Seven transmembrane receptor research is challenged with the question of how G protein‐ and β‐arrestin‐dependent transduction mechanisms coordinate their actions to activate common downstream signaling intermediates with distinct temporal and spatial patterns. In this study, we combined computational modeling and experiments to address this question using the well‐documented dual ERK phosphorylation by AT1AR as a paradigm. We brought together previously published experimental data with our own new data and we assembled an original model inference and parameter optimization strategy to develop a dynamical model. We chose to build an abstracted model rather than a detailed mechanistic model encompassing all the molecular details because it had already been established that such an approach leads to combinatorial increase of complexity which cannot currently be computationally handled (Borisov et al, 2005; Hlavacek et al, 2006; Birtwistle et al, 2007). This model construction and analysis led to new insights into the regulation of ERK by the AT1AR.
A common limitation encountered when modeling intracellular signaling networks is that the number of measurable read‐outs is very limited with respect to the number of molecular intermediates actually involved in the pathways to be modeled (Swameye et al, 2003; Raue et al, 2009). This raises problems of identifiability since many of the parameters have to be determined through an optimization process dependent on the available experimental data (Raue et al, 2009). Therefore, a limited number of read‐outs implies a relative lack of constraint on the parameter optimization process, which in turn precludes the convergence of parameter sets separately optimized. In the present study, since we were limited to three read‐outs (i.e., pERK, DAG and PKC), we had to approach the model identifiability problem in an innovative manner. We achieved a global fitting strategy that encompassed both control conditions and a number of targeted inhibitions within the network. We found out that, using this approach, the constraints on the parameter search were significantly higher. In addition to curve fitting, we took advantage of the capabilities of BIOCHAM to express in Linear Time Logic QFLTL(R) to combine a number of qualitative constraints further decreasing the degrees of freedom. Using this approach, starting from 50 independent sets of randomly chosen parameter values, we obtained four independent parameter sets that fitted the experimental data with very low error.
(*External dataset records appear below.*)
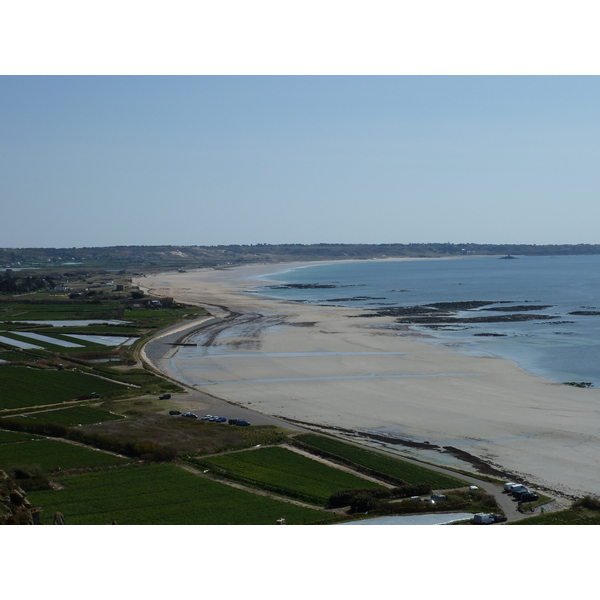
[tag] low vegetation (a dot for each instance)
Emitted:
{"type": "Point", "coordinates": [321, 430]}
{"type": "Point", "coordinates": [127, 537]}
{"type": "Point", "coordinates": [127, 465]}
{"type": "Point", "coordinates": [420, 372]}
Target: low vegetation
{"type": "Point", "coordinates": [52, 455]}
{"type": "Point", "coordinates": [162, 495]}
{"type": "Point", "coordinates": [22, 387]}
{"type": "Point", "coordinates": [285, 472]}
{"type": "Point", "coordinates": [76, 415]}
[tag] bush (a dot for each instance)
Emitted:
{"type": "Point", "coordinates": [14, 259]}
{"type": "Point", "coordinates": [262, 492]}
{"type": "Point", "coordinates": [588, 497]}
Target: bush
{"type": "Point", "coordinates": [346, 497]}
{"type": "Point", "coordinates": [410, 489]}
{"type": "Point", "coordinates": [363, 502]}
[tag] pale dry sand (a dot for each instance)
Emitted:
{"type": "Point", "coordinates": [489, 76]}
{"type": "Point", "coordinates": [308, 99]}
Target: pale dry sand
{"type": "Point", "coordinates": [545, 433]}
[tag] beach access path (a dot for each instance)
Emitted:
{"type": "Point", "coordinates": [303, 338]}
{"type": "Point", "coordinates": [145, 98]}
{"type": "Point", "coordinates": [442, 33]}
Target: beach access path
{"type": "Point", "coordinates": [329, 367]}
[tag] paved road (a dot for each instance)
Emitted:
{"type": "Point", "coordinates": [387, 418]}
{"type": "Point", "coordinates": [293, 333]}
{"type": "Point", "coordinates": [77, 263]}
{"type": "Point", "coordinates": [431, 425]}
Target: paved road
{"type": "Point", "coordinates": [202, 403]}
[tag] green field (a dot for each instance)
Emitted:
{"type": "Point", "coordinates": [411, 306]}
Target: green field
{"type": "Point", "coordinates": [382, 464]}
{"type": "Point", "coordinates": [75, 415]}
{"type": "Point", "coordinates": [50, 454]}
{"type": "Point", "coordinates": [162, 494]}
{"type": "Point", "coordinates": [288, 472]}
{"type": "Point", "coordinates": [8, 437]}
{"type": "Point", "coordinates": [21, 387]}
{"type": "Point", "coordinates": [58, 310]}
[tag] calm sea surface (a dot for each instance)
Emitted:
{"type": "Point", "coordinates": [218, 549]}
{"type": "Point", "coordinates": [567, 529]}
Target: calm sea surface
{"type": "Point", "coordinates": [563, 348]}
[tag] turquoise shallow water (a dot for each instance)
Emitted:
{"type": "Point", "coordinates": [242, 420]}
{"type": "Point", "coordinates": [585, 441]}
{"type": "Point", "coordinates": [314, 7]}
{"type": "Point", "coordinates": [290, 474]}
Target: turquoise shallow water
{"type": "Point", "coordinates": [562, 347]}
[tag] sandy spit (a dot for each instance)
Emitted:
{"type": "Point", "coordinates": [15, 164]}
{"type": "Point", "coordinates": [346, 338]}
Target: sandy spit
{"type": "Point", "coordinates": [317, 365]}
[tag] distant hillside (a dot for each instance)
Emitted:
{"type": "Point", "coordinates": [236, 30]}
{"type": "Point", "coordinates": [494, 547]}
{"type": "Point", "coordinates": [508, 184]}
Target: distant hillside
{"type": "Point", "coordinates": [160, 257]}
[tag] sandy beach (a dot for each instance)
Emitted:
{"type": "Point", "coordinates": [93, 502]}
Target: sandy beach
{"type": "Point", "coordinates": [324, 366]}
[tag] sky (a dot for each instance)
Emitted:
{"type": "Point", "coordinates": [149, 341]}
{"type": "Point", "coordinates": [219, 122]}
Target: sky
{"type": "Point", "coordinates": [208, 160]}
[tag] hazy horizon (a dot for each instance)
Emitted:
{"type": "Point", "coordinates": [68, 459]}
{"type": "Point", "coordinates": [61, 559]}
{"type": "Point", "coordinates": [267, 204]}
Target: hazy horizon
{"type": "Point", "coordinates": [96, 161]}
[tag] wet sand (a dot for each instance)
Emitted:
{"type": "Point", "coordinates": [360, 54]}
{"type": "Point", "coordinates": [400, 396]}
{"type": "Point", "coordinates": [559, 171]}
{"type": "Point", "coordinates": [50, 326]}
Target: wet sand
{"type": "Point", "coordinates": [317, 365]}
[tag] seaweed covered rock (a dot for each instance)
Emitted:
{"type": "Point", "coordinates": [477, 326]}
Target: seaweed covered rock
{"type": "Point", "coordinates": [14, 507]}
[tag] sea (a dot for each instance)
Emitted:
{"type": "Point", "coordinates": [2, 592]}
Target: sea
{"type": "Point", "coordinates": [557, 344]}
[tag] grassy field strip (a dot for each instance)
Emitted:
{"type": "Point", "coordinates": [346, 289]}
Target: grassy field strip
{"type": "Point", "coordinates": [17, 343]}
{"type": "Point", "coordinates": [250, 490]}
{"type": "Point", "coordinates": [75, 415]}
{"type": "Point", "coordinates": [284, 472]}
{"type": "Point", "coordinates": [10, 437]}
{"type": "Point", "coordinates": [394, 467]}
{"type": "Point", "coordinates": [46, 339]}
{"type": "Point", "coordinates": [336, 465]}
{"type": "Point", "coordinates": [51, 455]}
{"type": "Point", "coordinates": [162, 495]}
{"type": "Point", "coordinates": [107, 379]}
{"type": "Point", "coordinates": [22, 387]}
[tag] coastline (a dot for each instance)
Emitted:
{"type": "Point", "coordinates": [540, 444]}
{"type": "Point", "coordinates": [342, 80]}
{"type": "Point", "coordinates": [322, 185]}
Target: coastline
{"type": "Point", "coordinates": [315, 365]}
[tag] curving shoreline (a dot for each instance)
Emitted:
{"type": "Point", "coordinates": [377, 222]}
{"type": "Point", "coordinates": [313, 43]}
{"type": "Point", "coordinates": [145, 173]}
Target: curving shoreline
{"type": "Point", "coordinates": [314, 364]}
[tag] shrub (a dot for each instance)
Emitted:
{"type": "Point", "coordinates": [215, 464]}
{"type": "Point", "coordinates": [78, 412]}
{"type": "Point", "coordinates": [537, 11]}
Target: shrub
{"type": "Point", "coordinates": [410, 489]}
{"type": "Point", "coordinates": [363, 502]}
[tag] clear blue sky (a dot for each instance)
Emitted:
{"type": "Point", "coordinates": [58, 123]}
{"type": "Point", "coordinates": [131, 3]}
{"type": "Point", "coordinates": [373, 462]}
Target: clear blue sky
{"type": "Point", "coordinates": [101, 161]}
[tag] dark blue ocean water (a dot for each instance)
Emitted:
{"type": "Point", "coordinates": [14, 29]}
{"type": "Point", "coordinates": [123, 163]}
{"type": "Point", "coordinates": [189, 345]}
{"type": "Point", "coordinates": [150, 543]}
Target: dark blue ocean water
{"type": "Point", "coordinates": [552, 348]}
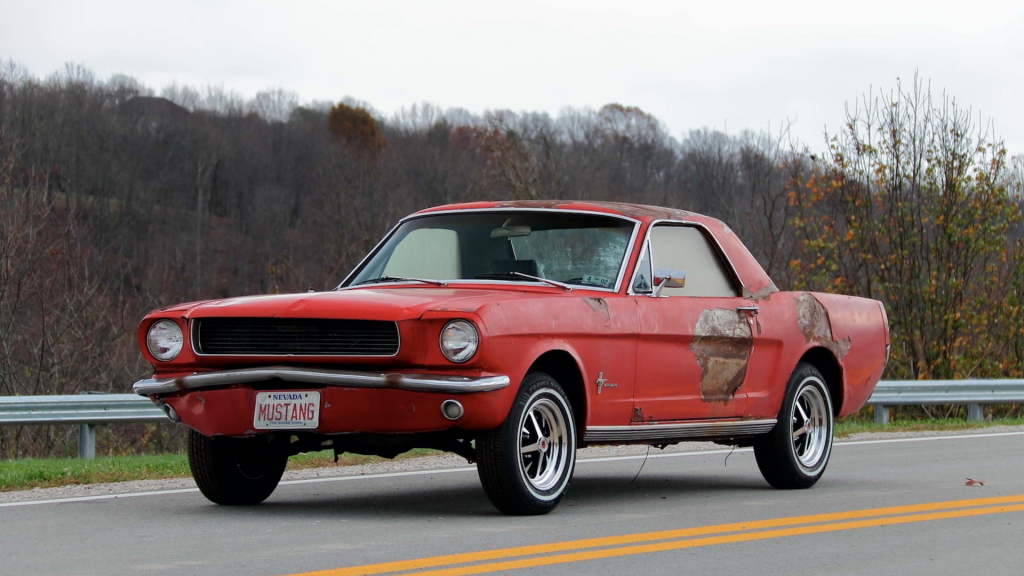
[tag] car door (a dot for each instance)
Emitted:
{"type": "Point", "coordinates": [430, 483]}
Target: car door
{"type": "Point", "coordinates": [695, 340]}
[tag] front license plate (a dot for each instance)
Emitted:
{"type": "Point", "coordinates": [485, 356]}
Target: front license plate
{"type": "Point", "coordinates": [287, 410]}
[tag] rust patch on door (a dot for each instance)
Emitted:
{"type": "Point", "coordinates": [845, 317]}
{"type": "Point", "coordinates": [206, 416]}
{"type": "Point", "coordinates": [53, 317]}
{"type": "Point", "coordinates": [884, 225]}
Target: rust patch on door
{"type": "Point", "coordinates": [637, 414]}
{"type": "Point", "coordinates": [813, 321]}
{"type": "Point", "coordinates": [722, 343]}
{"type": "Point", "coordinates": [598, 304]}
{"type": "Point", "coordinates": [763, 293]}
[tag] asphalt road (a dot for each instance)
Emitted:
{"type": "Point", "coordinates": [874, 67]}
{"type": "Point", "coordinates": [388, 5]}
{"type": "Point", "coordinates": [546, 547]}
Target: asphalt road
{"type": "Point", "coordinates": [684, 513]}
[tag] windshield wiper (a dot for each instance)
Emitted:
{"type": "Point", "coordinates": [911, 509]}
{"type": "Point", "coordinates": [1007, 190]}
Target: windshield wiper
{"type": "Point", "coordinates": [401, 279]}
{"type": "Point", "coordinates": [507, 275]}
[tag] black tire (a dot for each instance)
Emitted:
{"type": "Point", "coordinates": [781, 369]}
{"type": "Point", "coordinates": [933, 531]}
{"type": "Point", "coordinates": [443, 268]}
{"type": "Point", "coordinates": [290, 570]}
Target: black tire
{"type": "Point", "coordinates": [525, 464]}
{"type": "Point", "coordinates": [235, 471]}
{"type": "Point", "coordinates": [796, 452]}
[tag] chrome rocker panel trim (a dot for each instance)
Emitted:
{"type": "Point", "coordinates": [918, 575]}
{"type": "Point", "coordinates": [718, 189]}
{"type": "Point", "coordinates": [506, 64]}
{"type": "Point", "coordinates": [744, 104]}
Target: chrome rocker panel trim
{"type": "Point", "coordinates": [321, 377]}
{"type": "Point", "coordinates": [686, 430]}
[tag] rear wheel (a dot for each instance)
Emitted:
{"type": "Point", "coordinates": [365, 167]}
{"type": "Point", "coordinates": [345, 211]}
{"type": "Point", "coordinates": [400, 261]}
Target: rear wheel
{"type": "Point", "coordinates": [796, 452]}
{"type": "Point", "coordinates": [525, 463]}
{"type": "Point", "coordinates": [235, 471]}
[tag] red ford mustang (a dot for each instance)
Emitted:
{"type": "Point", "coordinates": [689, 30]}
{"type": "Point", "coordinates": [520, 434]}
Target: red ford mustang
{"type": "Point", "coordinates": [512, 333]}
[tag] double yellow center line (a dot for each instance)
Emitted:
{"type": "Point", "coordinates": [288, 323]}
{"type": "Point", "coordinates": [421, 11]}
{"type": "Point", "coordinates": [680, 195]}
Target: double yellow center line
{"type": "Point", "coordinates": [611, 546]}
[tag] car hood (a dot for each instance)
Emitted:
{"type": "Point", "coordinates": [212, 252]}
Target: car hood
{"type": "Point", "coordinates": [370, 303]}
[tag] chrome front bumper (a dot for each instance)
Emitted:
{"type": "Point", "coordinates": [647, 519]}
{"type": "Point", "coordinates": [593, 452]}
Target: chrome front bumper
{"type": "Point", "coordinates": [320, 377]}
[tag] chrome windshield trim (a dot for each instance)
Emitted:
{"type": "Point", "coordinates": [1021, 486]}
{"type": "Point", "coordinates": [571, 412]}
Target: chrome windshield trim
{"type": "Point", "coordinates": [622, 266]}
{"type": "Point", "coordinates": [321, 377]}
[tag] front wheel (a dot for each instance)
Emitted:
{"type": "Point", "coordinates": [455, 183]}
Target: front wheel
{"type": "Point", "coordinates": [525, 463]}
{"type": "Point", "coordinates": [235, 471]}
{"type": "Point", "coordinates": [796, 452]}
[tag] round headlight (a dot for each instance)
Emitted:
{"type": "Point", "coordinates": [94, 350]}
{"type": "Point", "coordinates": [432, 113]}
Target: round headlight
{"type": "Point", "coordinates": [164, 340]}
{"type": "Point", "coordinates": [459, 340]}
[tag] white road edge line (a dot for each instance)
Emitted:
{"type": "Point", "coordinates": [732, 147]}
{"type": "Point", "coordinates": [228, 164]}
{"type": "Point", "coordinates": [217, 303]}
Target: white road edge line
{"type": "Point", "coordinates": [471, 468]}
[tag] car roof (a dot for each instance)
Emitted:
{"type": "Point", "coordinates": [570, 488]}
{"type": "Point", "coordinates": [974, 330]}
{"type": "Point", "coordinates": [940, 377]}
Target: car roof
{"type": "Point", "coordinates": [636, 211]}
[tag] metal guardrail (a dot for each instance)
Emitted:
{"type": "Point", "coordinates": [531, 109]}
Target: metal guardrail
{"type": "Point", "coordinates": [88, 410]}
{"type": "Point", "coordinates": [922, 393]}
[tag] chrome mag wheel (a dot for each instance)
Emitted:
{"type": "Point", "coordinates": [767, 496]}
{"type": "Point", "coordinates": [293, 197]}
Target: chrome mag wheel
{"type": "Point", "coordinates": [544, 444]}
{"type": "Point", "coordinates": [811, 433]}
{"type": "Point", "coordinates": [796, 452]}
{"type": "Point", "coordinates": [525, 463]}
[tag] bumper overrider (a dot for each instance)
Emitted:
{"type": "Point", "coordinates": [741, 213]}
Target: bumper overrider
{"type": "Point", "coordinates": [321, 377]}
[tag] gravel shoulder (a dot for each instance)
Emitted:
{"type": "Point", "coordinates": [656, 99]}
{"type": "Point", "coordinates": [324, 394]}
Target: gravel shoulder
{"type": "Point", "coordinates": [428, 463]}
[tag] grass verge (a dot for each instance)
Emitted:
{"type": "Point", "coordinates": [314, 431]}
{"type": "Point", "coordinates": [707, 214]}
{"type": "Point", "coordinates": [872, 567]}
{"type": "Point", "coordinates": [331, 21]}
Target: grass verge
{"type": "Point", "coordinates": [27, 474]}
{"type": "Point", "coordinates": [44, 472]}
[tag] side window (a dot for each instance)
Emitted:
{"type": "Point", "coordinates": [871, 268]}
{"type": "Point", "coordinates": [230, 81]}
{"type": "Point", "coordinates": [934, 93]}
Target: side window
{"type": "Point", "coordinates": [686, 248]}
{"type": "Point", "coordinates": [642, 283]}
{"type": "Point", "coordinates": [426, 253]}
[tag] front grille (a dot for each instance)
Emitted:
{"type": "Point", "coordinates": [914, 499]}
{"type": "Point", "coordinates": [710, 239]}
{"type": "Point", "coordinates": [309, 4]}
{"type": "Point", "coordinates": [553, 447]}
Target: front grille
{"type": "Point", "coordinates": [294, 336]}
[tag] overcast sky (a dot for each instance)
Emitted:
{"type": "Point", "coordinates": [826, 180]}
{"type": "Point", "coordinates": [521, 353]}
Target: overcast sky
{"type": "Point", "coordinates": [715, 64]}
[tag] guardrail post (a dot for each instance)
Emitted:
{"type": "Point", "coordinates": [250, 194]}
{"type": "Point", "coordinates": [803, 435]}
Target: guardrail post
{"type": "Point", "coordinates": [974, 413]}
{"type": "Point", "coordinates": [87, 441]}
{"type": "Point", "coordinates": [881, 414]}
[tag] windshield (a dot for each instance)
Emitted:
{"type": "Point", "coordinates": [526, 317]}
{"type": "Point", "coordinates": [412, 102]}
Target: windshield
{"type": "Point", "coordinates": [573, 248]}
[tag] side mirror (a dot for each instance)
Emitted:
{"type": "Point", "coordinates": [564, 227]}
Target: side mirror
{"type": "Point", "coordinates": [668, 278]}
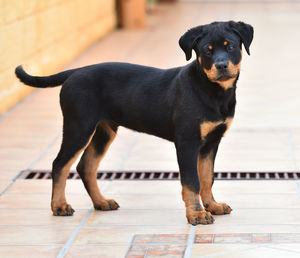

Interestingly, the four parameter sets presented a high degree of convergence with most of the 35 optimized parameters being identifiable. The global optimization strategy validated in the present study allowed us to parameterize a model comprising 18 molecular species by actually measuring only three of them over time. In its principle, this global approach is versatile and could be adapted to many of the dynamical modeling needs that are encountered in systems biology.
As anticipated, having the ability to simulate a dynamical model proved to be very efficient to decipher our signaling system and its key regulatory features. However, we also realized that the model‐building process itself was very insightful and led to important findings on the network structure. More specifically, we found out that the goodness of fit resulting from the parameter optimization process was a very efficient way to rank different network structures and to ultimately infer a model from prior knowledge and data. This is important since model inference remains a major challenge in systems biology (Nelander et al, 2008; Xu et al, 2010).
Besides AT1AR, a growing number of 7TMRs have been reported to activate ERK phosphorylation through dual G protein/β‐arrestin‐mediated transduction mechanisms, which share many attributes with the AT1AR‐dependent signaling network modeled in this study (Kim et al, 2005; Gesty‐Palmer et al, 2006; Kara et al, 2006; Shenoy et al, 2006; Luttrell and Gesty‐Palmer, 2010). One aspect that seems to vary from one receptor to another is the role of β‐arrestin 1. Some receptors require both β‐arrestin isoforms to activate ERK while for others, including AT1AR, β‐arrestin 1 antagonizes the action of β‐arrestin 2 (Ahn et al, 2004a). Despite of this, we observed that one novel mechanism predicted by the model (i.e., GRK2‐mediated inhibition of β‐arrestin‐dependent signaling) seems to apply to multiple 7TMRs (i.e., AT1AR, β2AR, V2R, FSHR and NK1R) and different cellular context (i.e., HEK293 versus primary VSMC). This supports the notion that our core model has a generic value, as it could predict a signaling mechanism used by other 7TMRs and/or in other cellular contexts. Of course, to achieve optimal results, the parameters would have to be optimized, on a case by case basis, using specific data sets.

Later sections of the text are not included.